Question orale, posée à Paul Magnette le 29 juin 2015, Ministre-Président de la Région Wallonne, à la suite de son déplacement en Chine:

Mme Zrihen (PS). - Monsieur le Ministre-président, je vous avais déjà interrogé, il y a quelques semaines, sur cette visite royale et c'est donc naturellement que je reviens vers vous aujourd'hui pour en faire le bilan.

En effet, à l'occasion de la visite d'État du Roi Philippe en Chine, les ministres-présidents des trois Régions étaient également présents. Ce n'est néanmoins pas la première fois que les Régions collaborent avec le Fédéral sur la scène internationale. Les missions économiques princières ont déjà été le théâtre de cette coopération à l'occasion d'une visite royale.

Pouvez-vous nous en dire plus sur cette visite et, notamment, sur le projet de grande ampleur, une première en Europe, qui a été présenté dans le cadre de ce voyage. Il s'agit du CBTC, le China-Belgium Technology Center qui doit s'installer dans le Parc scientifique de l'UCL. Il deviendrait ainsi le premier incubateur d'entreprises technologiques chinoises en Europe avec l'objectif de renforcer la recherche high-tech et la coopération technologique entre la Belgique et la Chine.

Ce projet qui est, semble-t-il, fondamental pour la Wallonie représente un investissement de pas moins   de
200 millions  d'euros  avec  plus  ou  moins  l'espoir  de 1 500 emplois créés. Pouvez-vous nous dire plus en détail comment ce projet viendra s'articuler autour du plan Marshall 4.0 ?

En savez-vous déjà plus sur les délais qui sont un élément extrêmement important ? Les délais aussi de réalisation pratique et très concrète ? D'autres contacts ont-ils pu être pris dans l'intérêt de notre Région ? Vous avez vu en télévision une rencontre tout à fait particulière avec une firme d'aliments pour bébé qui avait l'air d'être extrêmement intéressée, étonnée, surprise dans la prospective quant au redéploiement de ce type de produit en Chine.

(...)

M. Magnette, Ministre-Président du Gouvernement wallon. - Mesdames et Monsieur les députés, merci pour ces questions nombreuses sur un sujet tout frais, puisque je viens d'atterrir ou à peu près.

Je reviens avec un bilan qui, pour ma part, est extrêmement positif pour notre Région.

D'abord, c'était la première visite d'État, la première de l'après-sixième réforme de l'État et la première avec le Roi Philippe et que donc, les premières, c'est toujours un peu un moment de rodage et je pense que l'on peut dire que les choses se sont passées de manière remarquable. La représentation à la fois du Roi, du ministre des Affaires étrangères et des trois ministres- présidents a été très largement appréciée.

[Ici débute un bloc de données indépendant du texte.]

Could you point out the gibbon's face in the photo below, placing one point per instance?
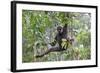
(59, 29)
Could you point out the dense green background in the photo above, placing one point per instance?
(39, 29)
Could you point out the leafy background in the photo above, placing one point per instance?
(39, 29)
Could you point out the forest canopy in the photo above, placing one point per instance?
(39, 29)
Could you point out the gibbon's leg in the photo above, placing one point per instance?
(53, 49)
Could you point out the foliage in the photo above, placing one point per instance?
(39, 29)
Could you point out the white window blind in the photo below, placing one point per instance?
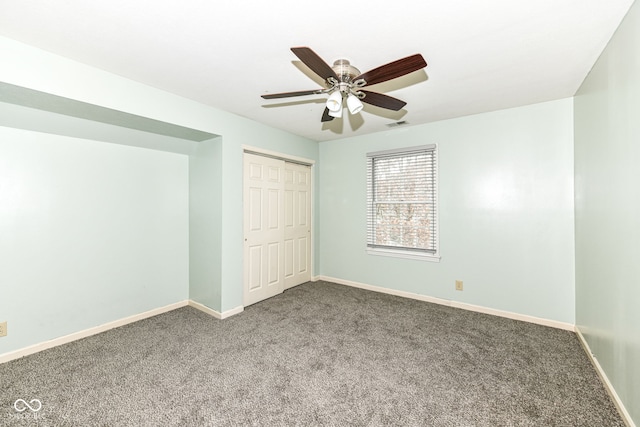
(402, 200)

Nous avons quand même rencontré ensemble à la fois le chef de l'État, le premier ministre et l'équivalent de ce qui est un peu le Parlement chinois, en tout cas de la Commission consultative telle qu'elle existe dans le cadre chinois, donc les plus hautes autorités du pays.

Nous avons également, ensemble, participé à un déjeuner d'affaires avec les plus grands entrepreneurs chinois, les plus grands investisseurs chinois, la plus grande banque, les plus grands groupes de tours- opérateurs et les plus grandes compagnies aériennes et les deux plus riches investisseurs chinois, M. Jack Ma et M. Wang. Au niveau de la qualité, de l'intensité des contacts, c'est une mission tout à fait exceptionnelle. Cela s'est très bien passé sur le plan interpersonnel et sur le plan des relations entre les différents niveaux de pouvoir. C'est important à préciser.

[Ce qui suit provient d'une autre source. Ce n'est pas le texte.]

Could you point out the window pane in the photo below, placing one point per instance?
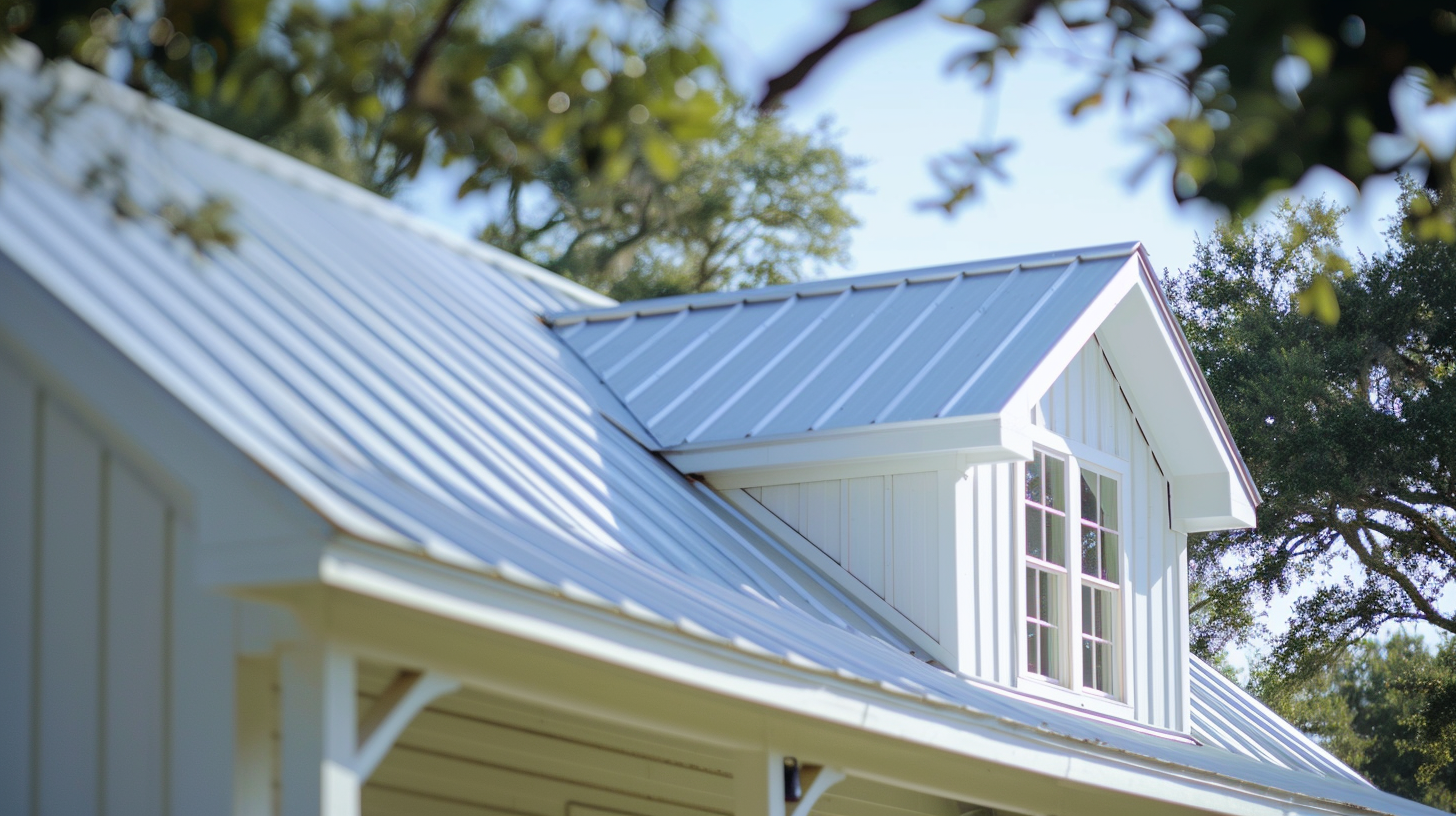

Deuxième chose que j'ajouterai, c'est que, bien que ce soit une mission d'État, nous avions insisté auprès de la maison royale pour que l'on puisse emmener avec nous un certain nombre d'entrepreneurs. Ce n'est pas la logique, a priori, d'une mission d'État, c'est plutôt la logique d'une mission économique, mais du coup, c'est devenu un peu une mission mixte, puisque nous avions avec nous une trentaine d'entreprises wallonnes et je dois vous dire que nous avons dû en refuser beaucoup. En effet, beaucoup d'autres auraient aimé nous accompagner, mais si nous voulions pouvoir caser l'ensemble des rendez-vous dans un délai d'une semaine, avec toute la partie officielle, le programme était déjà extrêmement chargé. Pour le faire de manière efficace, il fallait le faire avec un nombre restreint d'entreprises.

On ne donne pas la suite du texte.